Grilled Corn Dip Recipe

Great for summer, this tasty appetizer is a must-have on weekend family gatherings at our cottage on Sandusky Bay. It's well worth the time it takes to grill the corn and cut it from the cob. —Cathy Myers, Monroeville, Ohio
TOTAL TIME: Prep: 30 min. Bake: 25 min. YIELD:20 servings

Ingredients

  • 6 medium ears sweet corn, husks removed
  • 1 large onion, chopped
  • 1 jalapeno pepper, finely chopped
  • 2 tablespoons butter
  • 2 garlic cloves, minced
  • 1 cup mayonnaise
  • 1/2 cup sour cream
  • 1/2 teaspoon chili powder
  • 2 cups (8 ounces) shredded Monterey Jack cheese
  • 1 can (2-1/4 ounces) sliced ripe olives, drained
  • 2 tablespoons sliced green onions
  • Tortilla chips

Directions

  • 1. Grill corn, covered, over medium heat for 10-12 minutes or until tender, turning occasionally.
  • 2. Cut corn from cobs.
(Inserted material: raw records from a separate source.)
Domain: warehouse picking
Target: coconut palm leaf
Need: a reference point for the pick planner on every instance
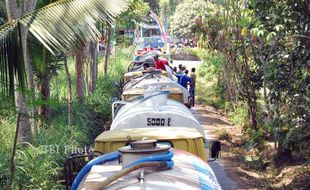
(62, 26)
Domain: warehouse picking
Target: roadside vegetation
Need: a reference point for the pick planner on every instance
(256, 70)
(39, 165)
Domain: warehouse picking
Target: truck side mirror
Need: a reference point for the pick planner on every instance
(214, 149)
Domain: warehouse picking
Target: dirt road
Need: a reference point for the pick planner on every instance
(211, 120)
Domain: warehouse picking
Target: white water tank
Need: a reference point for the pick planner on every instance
(157, 111)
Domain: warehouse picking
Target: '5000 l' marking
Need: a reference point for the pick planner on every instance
(158, 121)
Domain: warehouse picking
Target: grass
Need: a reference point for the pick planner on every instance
(39, 165)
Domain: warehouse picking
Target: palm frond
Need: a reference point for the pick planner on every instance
(69, 24)
(61, 27)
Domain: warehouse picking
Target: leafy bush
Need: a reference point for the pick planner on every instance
(39, 165)
(223, 134)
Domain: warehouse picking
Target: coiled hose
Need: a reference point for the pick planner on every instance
(99, 160)
(162, 161)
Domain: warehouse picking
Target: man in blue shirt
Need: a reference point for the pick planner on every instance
(185, 80)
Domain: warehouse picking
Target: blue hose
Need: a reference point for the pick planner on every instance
(156, 158)
(166, 158)
(101, 159)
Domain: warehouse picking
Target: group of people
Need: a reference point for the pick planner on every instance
(187, 81)
(184, 79)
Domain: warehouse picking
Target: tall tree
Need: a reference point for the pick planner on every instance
(79, 69)
(16, 10)
(93, 67)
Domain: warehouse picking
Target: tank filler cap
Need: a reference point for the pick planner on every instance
(140, 149)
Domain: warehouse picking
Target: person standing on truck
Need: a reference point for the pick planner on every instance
(185, 80)
(160, 63)
(193, 84)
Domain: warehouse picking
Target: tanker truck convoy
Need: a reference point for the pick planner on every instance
(154, 141)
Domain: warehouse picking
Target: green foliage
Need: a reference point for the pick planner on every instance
(184, 20)
(39, 165)
(137, 10)
(240, 115)
(223, 134)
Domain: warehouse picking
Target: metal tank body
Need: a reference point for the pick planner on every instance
(157, 111)
(188, 172)
(156, 81)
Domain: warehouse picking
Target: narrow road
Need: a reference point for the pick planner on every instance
(210, 119)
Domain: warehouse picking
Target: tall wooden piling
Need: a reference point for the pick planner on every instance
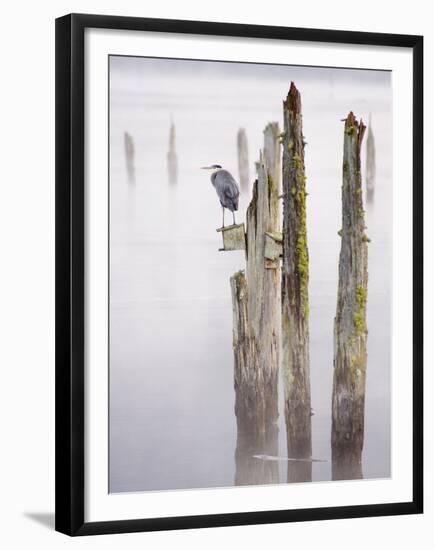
(172, 159)
(243, 160)
(370, 163)
(256, 308)
(129, 156)
(350, 332)
(295, 298)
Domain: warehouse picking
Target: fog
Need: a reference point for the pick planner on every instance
(171, 421)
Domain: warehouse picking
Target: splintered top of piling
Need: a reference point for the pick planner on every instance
(352, 127)
(293, 100)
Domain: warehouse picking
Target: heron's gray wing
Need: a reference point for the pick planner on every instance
(229, 185)
(227, 189)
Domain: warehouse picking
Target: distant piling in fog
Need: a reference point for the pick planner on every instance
(295, 294)
(129, 156)
(256, 304)
(172, 159)
(350, 331)
(370, 163)
(243, 160)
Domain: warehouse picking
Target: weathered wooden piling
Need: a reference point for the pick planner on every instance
(295, 281)
(172, 159)
(256, 309)
(129, 156)
(243, 160)
(350, 332)
(370, 163)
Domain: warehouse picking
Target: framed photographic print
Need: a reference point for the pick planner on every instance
(238, 274)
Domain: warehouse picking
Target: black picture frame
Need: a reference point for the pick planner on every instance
(70, 267)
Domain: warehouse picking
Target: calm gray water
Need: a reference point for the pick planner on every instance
(172, 423)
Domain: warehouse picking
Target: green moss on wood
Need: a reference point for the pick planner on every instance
(360, 314)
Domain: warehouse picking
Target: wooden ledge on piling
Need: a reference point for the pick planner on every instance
(234, 237)
(273, 249)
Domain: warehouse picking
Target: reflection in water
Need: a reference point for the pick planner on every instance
(250, 468)
(171, 359)
(348, 466)
(172, 159)
(299, 471)
(129, 156)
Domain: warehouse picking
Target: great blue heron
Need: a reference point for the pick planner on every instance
(226, 187)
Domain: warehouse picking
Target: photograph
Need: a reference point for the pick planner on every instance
(250, 232)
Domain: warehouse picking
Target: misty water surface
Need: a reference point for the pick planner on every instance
(172, 423)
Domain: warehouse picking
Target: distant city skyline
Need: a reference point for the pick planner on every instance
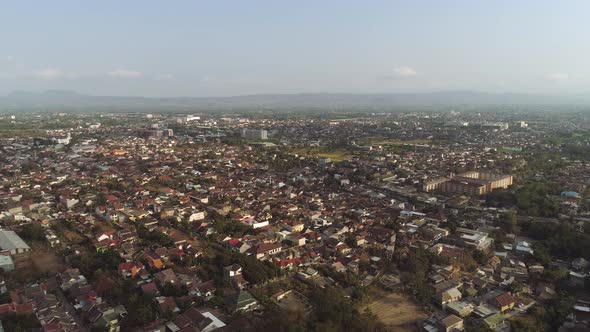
(228, 48)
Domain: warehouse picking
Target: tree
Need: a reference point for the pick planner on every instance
(33, 232)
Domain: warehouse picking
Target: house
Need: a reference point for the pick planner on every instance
(266, 249)
(242, 301)
(154, 261)
(166, 276)
(11, 243)
(71, 277)
(166, 305)
(130, 269)
(503, 302)
(150, 289)
(232, 270)
(203, 322)
(6, 263)
(449, 295)
(451, 323)
(206, 289)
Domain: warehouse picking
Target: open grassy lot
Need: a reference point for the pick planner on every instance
(393, 142)
(334, 155)
(397, 311)
(295, 302)
(47, 261)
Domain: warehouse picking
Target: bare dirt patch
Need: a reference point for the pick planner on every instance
(397, 311)
(46, 261)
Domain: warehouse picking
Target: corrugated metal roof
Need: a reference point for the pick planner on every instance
(9, 240)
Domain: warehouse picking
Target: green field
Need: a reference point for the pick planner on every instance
(334, 155)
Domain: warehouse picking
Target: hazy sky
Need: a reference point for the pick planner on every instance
(221, 48)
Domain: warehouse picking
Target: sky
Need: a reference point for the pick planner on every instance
(241, 47)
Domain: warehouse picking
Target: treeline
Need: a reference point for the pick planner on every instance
(333, 311)
(533, 198)
(561, 240)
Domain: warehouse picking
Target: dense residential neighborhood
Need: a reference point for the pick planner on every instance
(445, 221)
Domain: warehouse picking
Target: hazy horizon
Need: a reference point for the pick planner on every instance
(238, 48)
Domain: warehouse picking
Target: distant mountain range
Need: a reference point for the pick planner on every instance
(461, 100)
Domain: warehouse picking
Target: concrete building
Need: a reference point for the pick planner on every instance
(472, 183)
(6, 263)
(255, 133)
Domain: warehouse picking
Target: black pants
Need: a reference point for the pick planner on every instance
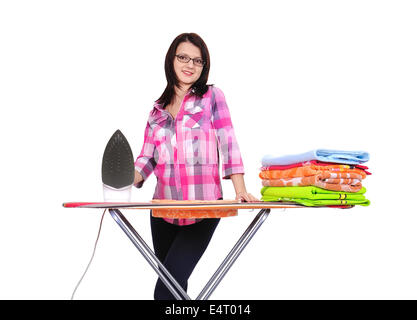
(179, 248)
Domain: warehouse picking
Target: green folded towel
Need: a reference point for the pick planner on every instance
(314, 196)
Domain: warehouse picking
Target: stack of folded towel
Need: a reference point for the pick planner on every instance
(320, 177)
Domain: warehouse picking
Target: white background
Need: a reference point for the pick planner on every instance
(297, 75)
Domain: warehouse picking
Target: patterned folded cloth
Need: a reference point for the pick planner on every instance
(326, 155)
(312, 170)
(349, 182)
(193, 213)
(317, 163)
(314, 196)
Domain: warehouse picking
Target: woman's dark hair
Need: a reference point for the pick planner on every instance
(200, 86)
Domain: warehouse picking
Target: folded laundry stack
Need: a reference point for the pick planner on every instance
(320, 177)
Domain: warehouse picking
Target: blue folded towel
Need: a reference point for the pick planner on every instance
(326, 155)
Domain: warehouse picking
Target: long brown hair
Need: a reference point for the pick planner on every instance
(200, 87)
In a large skillet, saute the onion and jalapeno in butter for 2-3 minutes or until almost tender. Add corn and garlic; saute 1-2 minutes longer or until vegetables are tender. Remove from the heat.
  • 3. In a large bowl, combine the mayonnaise, sour cream and chili powder. Stir in cheese and corn mixture. Transfer to a greased 2-qt. baking dish.
  • 4. Bake, uncovered, at 400° for 25-30 minutes or until bubbly and golden brown. Sprinkle with olives and green onions; serve with chips. Yield: 5 cups.
Editor's Note: Wear disposable gloves when cutting hot peppers; the oils can burn skin. Avoid touching your face.

Nutritional Facts

1/4 cup (calculated without tortilla chips) equals 175 calories, 15 g fat (5 g saturated fat), 21 mg cholesterol, 164 mg sodium, 7 g carbohydrate, 1 g fiber, 4 g protein.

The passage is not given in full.